The data in the table show that, as hypothesized, the odds of older talkers producing short phrases (\(32/8\) or \(4.0:1\)) are indeed higher than the odds of younger talkers producing short phrases (\(28/12\) or \(2.3:1\)). The effect is far from significant, however, and \(H_0\) is not rejected.

5.4 aov

This function performs a between-subjects analysis of variance, with only fixed factors (Johnson 2008) (For more complex analyses of variance having repeated measures, see Johnson 2008; for mixed effects models, see Chapter 7 and references cited there.) In the example below we create a response variable aa which is not normally distributed (check with hist, qqnorm, etc).

a1<-rpois(20,lambda=2)
a2<-rpois(20,lambda=4) 
a3<-rpois(20,lambda=6) 
aa <- c(a1,a2,a3) 
x1 <- as.factor(rep(1:3,each=20)) 
# x1 corresponds with the three different poisson distributions within aa
x2 <- as.factor(rep( rep(1:2,each=10), 3)) # no effect expected

Thus the dependent variable aa intentionally differs between the levels of x1, but there should be no effect of the independent variable x2 nor of the interaction between the two independent variables (\(F<1\) expected for both effects). The model is estimated and summarized in a single composite command.

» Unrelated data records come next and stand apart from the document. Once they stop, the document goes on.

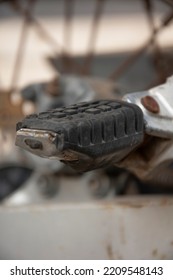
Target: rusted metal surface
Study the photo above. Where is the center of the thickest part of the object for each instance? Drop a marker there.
(114, 228)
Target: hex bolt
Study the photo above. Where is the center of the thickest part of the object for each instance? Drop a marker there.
(150, 104)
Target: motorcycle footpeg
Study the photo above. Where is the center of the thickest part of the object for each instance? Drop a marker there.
(86, 136)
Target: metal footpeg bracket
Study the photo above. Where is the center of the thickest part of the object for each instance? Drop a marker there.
(87, 135)
(157, 107)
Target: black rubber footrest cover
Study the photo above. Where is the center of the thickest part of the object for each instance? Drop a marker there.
(99, 132)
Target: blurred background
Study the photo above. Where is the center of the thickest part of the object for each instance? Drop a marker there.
(59, 52)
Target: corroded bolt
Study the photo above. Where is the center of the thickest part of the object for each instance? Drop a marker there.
(150, 104)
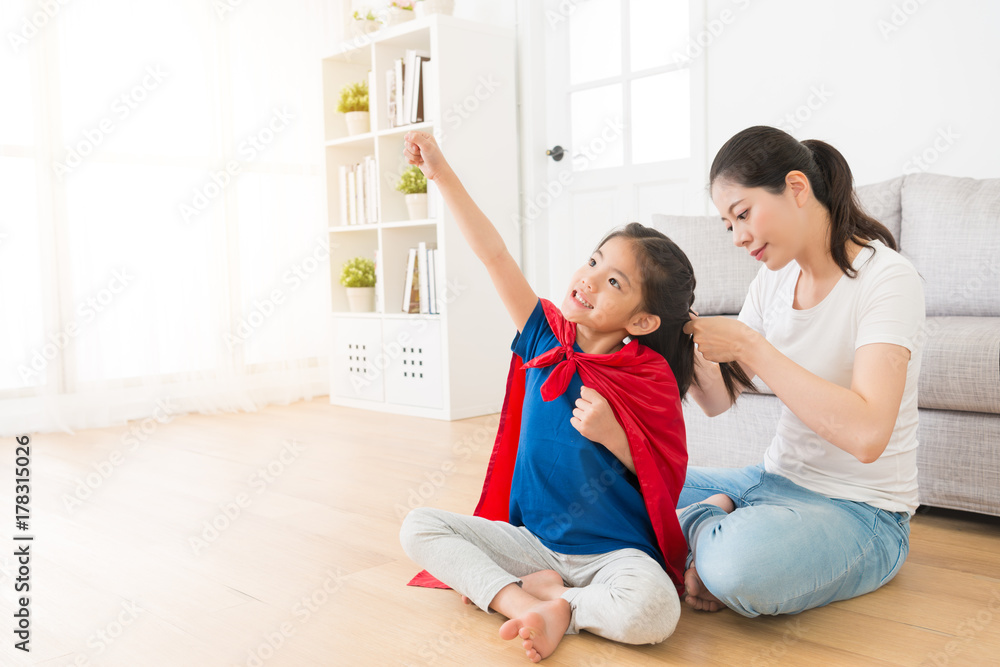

summary( model1.aov <- aov(aa~x1*x2) )
##             Df Sum Sq Mean Sq F value   Pr(>F)    
## x1           2 109.73   54.87  15.512 4.75e-06 ***
## x2           1   0.27    0.27   0.075    0.785    
## x1:x2        2   6.93    3.47   0.980    0.382    
## Residuals   54 191.00    3.54                     
## ---
## Signif. codes:  0 '***' 0.001 '**' 0.01 '*' 0.05 '.' 0.1 ' ' 1

When reporting any of the hypothesis tests in this section, you should always report the effect size too (Quené 2010).


References

Johnson, Keith. 2008. Quantitative Methods in Linguistics. Blackwell.
Quené, Hugo. 2010. “How to Design and Analyze Language Acquisition Studies.” In Experimental Methods in Language Acquisition Research, edited by Elma Blom and Sharon Unsworth, 269--287. Benjamins.
———. 2014. Hqmisc: Miscellaneous Convenience Functions and Dataset. https://CRAN.R-project.org/package=hqmisc.
Wilkinson, G. N., and C. E. Rogers. 1973. “Symbolic Description of Factorial Models for Analysis of Variance.” Journal of the Royal Statistical Society. Series C (Applied Statistics) 22 (3): 392--399.